Abdülhamit Bilici (Leiter der Nachrichtenagentur Cihan): „Der Druck auf die Medien hat eine neue Dimension erreicht. Unsere Kollegen werden vor ihren Häusern zusammengeschlagen. Gott behüte, aber der Druck könnte auch in Kugeln umschlagen. Diejenigen, die für die Demokratie eintreten, müssen mehr Mut beweisen als diejenigen, die das Land in eine Diktatur führen wollen. Die freie Presse wird nicht mundtot gemacht werden können, die Türkei wird von der Demokratie nicht zurückweichen.“

„Anbieter verlangsamen Internetzugang oppositioneller Zeitungen“

Organisiert war der Protestzug, der auf der Istiklal-Straße im Stadtteil Beyoğlu stattfand, von Berufsvereinigungen türkischer Journalisten wie der Föderation der Journalisten der Türkei (Türkiye Gazeteciler Federasyonu), der Konföderation der Journalisten der Türkei (Türkiye Gazeteciler Konfederasyonu), den Vereinigungen der Journalisten der Städte Ankara, Izmir, Afyon und Eskişehir (Gazeteciler Cemiyetleri), dem Verein der Fotojournalisten (Foto Muhabirleri Derneği), dem Verein der Sportkommentatoren (Spor Yazarları Derneği) sowie von IPI (International Press Institute) und dem Autorenverband PEN Türkei. Unterstützung erhielten die Journalisten von einigen oppositionellen Abgeordneten Gürsel Tekin (CHP) und Garo Paylan (HDP).

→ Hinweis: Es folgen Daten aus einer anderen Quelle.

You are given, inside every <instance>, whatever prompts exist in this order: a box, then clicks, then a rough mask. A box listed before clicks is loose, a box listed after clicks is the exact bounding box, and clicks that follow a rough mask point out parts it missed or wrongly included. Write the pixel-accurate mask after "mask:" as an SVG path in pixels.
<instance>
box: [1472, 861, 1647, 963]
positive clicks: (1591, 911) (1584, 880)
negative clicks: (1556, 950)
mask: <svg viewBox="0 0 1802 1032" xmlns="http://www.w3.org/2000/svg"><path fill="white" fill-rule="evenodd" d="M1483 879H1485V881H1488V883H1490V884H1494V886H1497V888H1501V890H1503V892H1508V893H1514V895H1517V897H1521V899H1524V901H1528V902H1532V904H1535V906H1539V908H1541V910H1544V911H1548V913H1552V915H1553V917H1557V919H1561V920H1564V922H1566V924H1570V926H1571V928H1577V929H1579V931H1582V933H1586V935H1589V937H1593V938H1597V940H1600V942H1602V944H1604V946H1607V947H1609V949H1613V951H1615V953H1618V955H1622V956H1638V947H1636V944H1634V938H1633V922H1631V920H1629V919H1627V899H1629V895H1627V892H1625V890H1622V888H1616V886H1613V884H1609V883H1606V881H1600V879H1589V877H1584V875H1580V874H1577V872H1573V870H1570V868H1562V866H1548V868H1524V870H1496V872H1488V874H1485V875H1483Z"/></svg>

Unterdessen sagte die Telekommunikationsexpertin Fusün Sarp Nebil, dass regierungsnahe Internetanbieter den Zugang der Internetnutzer zu oppositionellen Zeitungen wie Cumhuriyet absichtlich verlangsamen und dadurch eine indirekte Zensur ausüben würden. Nebil wies darauf hin, dass dies einer Behinderung der Informationsfreiheit der Bürger gleichkomme. Letzte Woche hatte der Internetfernsehen-Anbieter tivibu einige regierungskritische Sender wie Samanyolu TV oder Bugün TV ohne Begründung aus dem Programm genommen.